Expressing anger is normal and can be cathartic. Trying to suppress this powerful emotion is usually not helpful. Some suggestions from parents for managing anger follow.

Anger at the healthcare team:

•  Try to improve communication with the doctors. Scheduling time to talk away from your child’s bedside may make it easier to have a more in-depth discussion.

•  Discuss your feelings with one of the nurses or nurse practitioners.

•  Ask the hospital social workers for advice on how to productively address your concerns if you become angry or frustrated with members of the medical staff, your insurance company, or others involved in your child’s care.

•  Talk with parents of other ill children, either locally or by joining an online support group.

Anger at family:

•  Exercise a little every day

•  Do yoga or relaxation exercises

•  Keep a journal or make an audio recording your feelings

•  Cry in the shower or pound a pillow

•  Listen to music

•  Read other people’s stories about childhood cancer

•  Talk with friends

•  Talk with parents of other ill children in person or online

•  Try individual or family counseling

•  Live one moment at a time

Anger at God:

•  Share your feelings with your spouse, partner, or close friends

•  Discuss your feelings with clergy or church, synagogue, or mosque members

•  Know that anger at God is normal

•  Pray or meditate

•  Give yourself time to heal

It is important to remember that angry feelings are normal and expected. Discovering healthy ways to cope with anger is vital for all parents.

Sadness and grief

My husband went to the gym and lifted weights during and after treatment to get his anger and worry out. I saw a therapist for a period of time, and I got on medications. I didn’t want to go on meds, I didn’t want to need that, but it leveled me out.

No one is prepared to cope with the news that their child has cancer. Intense feelings of sorrow, loss, and grief are common, even when the prognosis is good. Parents often describe feeling engulfed by sadness. They fear they may simply not be able to deal with the enormity of the problems facing their family. Parents grieve the loss of normalcy and realize life will never be the same. They grieve the loss of their dreams and aspirations for their child. They may feel sorry for themselves and may feel ashamed and embarrassed by these feelings.
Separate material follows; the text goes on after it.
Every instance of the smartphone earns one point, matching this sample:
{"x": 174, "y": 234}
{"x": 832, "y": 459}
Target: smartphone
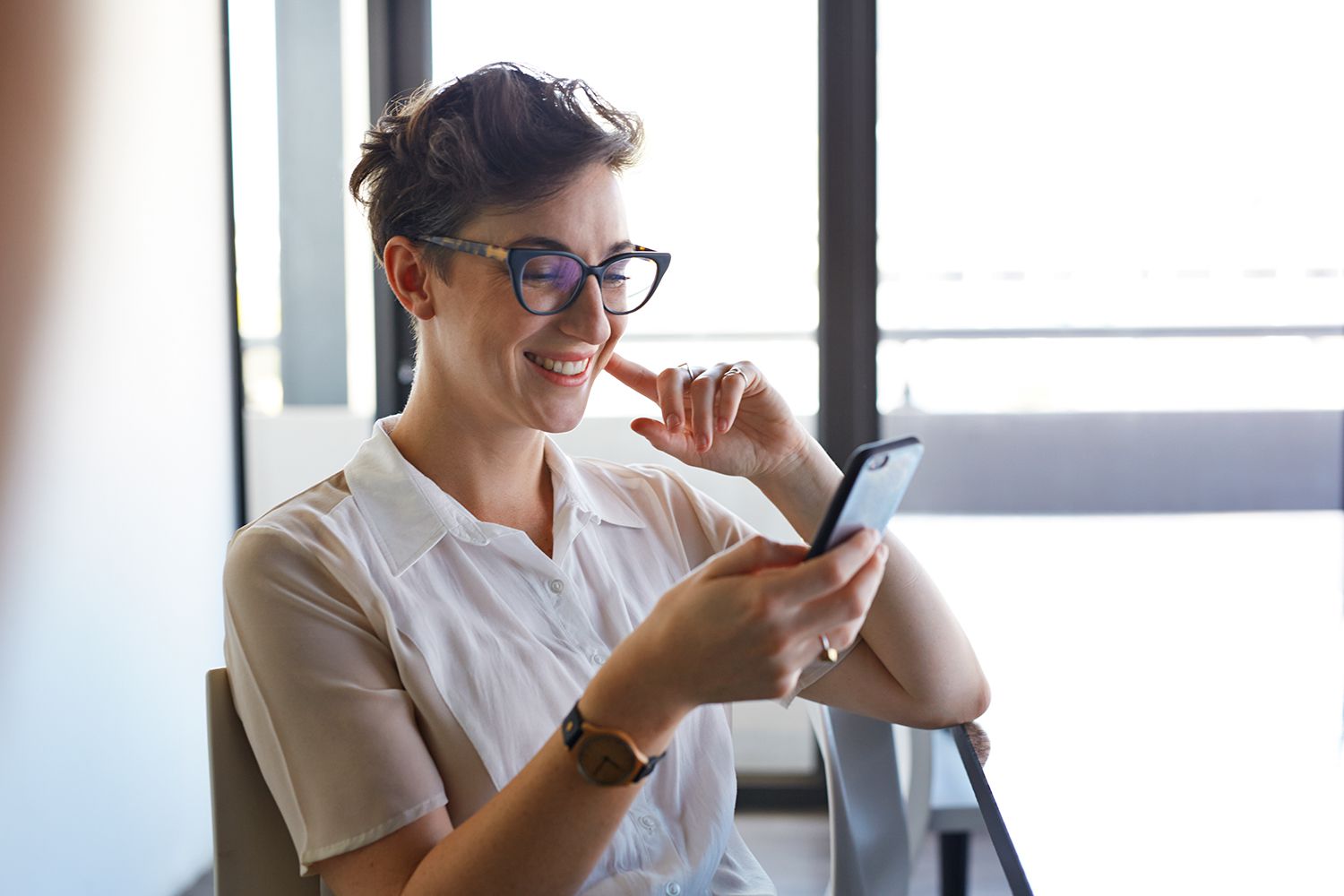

I have an overwhelming sadness and, unfortunately for me, that means feelings of helplessness. I wish I could muster up a fighting spirit, but I just can’t right now.


While I have moments of deep sadness and despair, I try not to let them turn into hours and certainly not days. I am too aware of the fact that I may have the rest of my life to grieve.

Parents travel a tumultuous emotional path where overwhelming emotions subside, only to resurface later. All of these are normal, common responses to a catastrophic event. For many parents, these strong emotions become more managable as hope grows.


After being buffeted by illness, anger, fear, sadness, grief, and guilt, most parents welcome the growth of hope. Hope is the belief in a better tomorrow. Hope sustains the will to live and gives us the strength to endure difficult times. Hope is not a way around; it is a way through. Many children survive childhood cancer and live long and happy lives. There is reason for hope.

Many families discover a renewed sense of both the fragility and beauty of life after the diagnosis. Outpourings of love and support from family and friends provide comfort and sustenance. Many parents speak of a renewed appreciation for life and feel like each day with their child is a precious gift.

When we were given the diagnosis, it took time and layers of understanding before we could come to grips with everything. We realized that the adjustment wouldn’t be made in a single step, but that we’d reach plateaus of “new normal” along the way. In other words, don’t be surprised if you feel like you have a pretty good grip on things and then suddenly lose it one day. As with life as usual, some days will be better than others. If you feel deeply sad or completely overwhelmed one day, remind yourself that it’s a mood like all the others in your repertoire, and there is an excellent reason for it, but in time you will feel better able to cope.

A Japanese proverb says: “Daylight will peep through a very small hole.”